A Igreja: mistério de fé
Os últimos dias
fizeram com que os olhos do mundo se voltassem com curiosidade e interesse para
a Igreja Católica. O agente detonador de todo este movimento foi, sem dúvida, a
inesperada renúncia do papa Bento XVI. Mas parece-me que ao fundo está
outro fator que convém trazer à baila, examinar e refletir: o lugar dessa
instituição de 2 mil anos em uma sociedade secularizada, plural e libertária
como é hoje a parte ocidental do mundo.Não é a primeira vez que a Igreja – e
muito concretamente a Igreja Católica – passa por uma grave crise.
Diria até que
aquela que agora atravessamos não é das piores. Senão, lembremo-nos da primeira
contenda entre Pedro e Paulo, da qual o Novo Testamento dá notícia, e que
poderia ter dividido a Igreja para sempre. E além dela, a crise ariana em
torno da divindade de Jesus.
E, mais perto de
nós, a que resultou na Reforma Protestante com simonia e outros desmandos.
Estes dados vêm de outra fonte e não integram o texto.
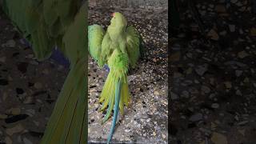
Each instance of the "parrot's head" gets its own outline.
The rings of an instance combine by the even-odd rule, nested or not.
[[[127,26],[127,21],[126,18],[119,12],[114,12],[112,14],[112,19],[110,25],[121,28],[125,28]]]

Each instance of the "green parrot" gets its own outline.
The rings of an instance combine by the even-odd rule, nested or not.
[[[70,63],[41,144],[87,143],[87,2],[4,0],[2,5],[39,61],[57,46]]]
[[[110,25],[105,32],[99,25],[88,26],[89,51],[99,67],[107,65],[110,72],[102,88],[99,102],[101,110],[107,106],[102,123],[106,122],[114,108],[114,118],[107,143],[111,141],[118,110],[123,115],[124,106],[128,106],[130,93],[127,73],[134,68],[141,56],[142,39],[136,29],[127,26],[125,17],[118,12],[112,14]]]

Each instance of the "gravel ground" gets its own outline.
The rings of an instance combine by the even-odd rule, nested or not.
[[[170,143],[256,142],[255,14],[247,0],[196,1],[206,43],[182,6],[172,43]]]
[[[167,10],[91,6],[90,24],[109,25],[113,12],[122,13],[146,42],[138,66],[128,76],[131,102],[119,121],[112,142],[167,143]],[[99,96],[107,76],[89,59],[89,141],[106,142],[112,118],[101,125],[104,114]]]
[[[68,70],[38,62],[0,10],[0,143],[39,143]]]

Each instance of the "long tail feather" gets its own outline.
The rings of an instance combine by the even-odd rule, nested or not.
[[[78,61],[65,81],[41,144],[86,142],[85,58]]]
[[[109,144],[111,141],[114,131],[114,127],[115,127],[115,124],[118,119],[118,106],[119,106],[119,102],[120,102],[120,92],[121,92],[121,87],[122,87],[122,82],[119,79],[118,83],[118,86],[115,89],[115,102],[114,102],[114,118],[113,118],[113,121],[112,121],[112,126],[111,126],[111,129],[110,129],[110,133],[107,138],[107,144]]]

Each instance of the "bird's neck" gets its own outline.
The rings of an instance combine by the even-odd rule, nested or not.
[[[110,26],[107,29],[110,37],[112,40],[117,40],[122,34],[125,32],[125,29],[120,26]]]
Crises, portanto, não são novidade para essa Igreja, que a todas
sobreviveu. Desde uma perspectiva de fé, a análise que se possa
fazer do atual momento que vive a Igreja é necessariamente diferente de outras
análises, mais sociológicas, políticas etc. O olhar da fé não quer
ignorar ou excluir esses outros olhares.
No
entanto, sob pena de desvirtuar-se totalmente e não fazer ressoar de forma
adequada a palavra diferenciada que deseja pronunciar, não pode deixar de lado
o que lhe é próprio e específico. Em uma perspectiva de fé, a Igreja é
antes de tudo um mistério. A ecclesia neotestamentária
não consiste apenas em um grupo que se reúne com regras próprias e interesses
comuns. É muito mais que isto. Ou talvez radicalmente diferente
disto. Trata-se da assembleia dos que creem em Jesus Cristo e no Deus por
ele revelado. A fé neste evento histórico-teologal mudou suas vidas, e
eles e elas desejam agora entrar em um novo modo de vida: o modo de vida
crístico, que é essencialmente comunitário. A comunidade dos que assim querem
viver é então a Igreja. Santa e pecadora é essa Igreja, que desde o
primeiro momento se autocompreendeu, em palavras do apóstolo Paulo, como esposa
de Cristo.
Nela, o que é
humano, contingente, pecador, sempre existiu e é iniludível. Composta de
seres humanos e frágeis, muitas vezes se viu a comunidade sacudida e erodida
pelo mal que se expressou em lutas de poder, invejas, alianças espúrias etc.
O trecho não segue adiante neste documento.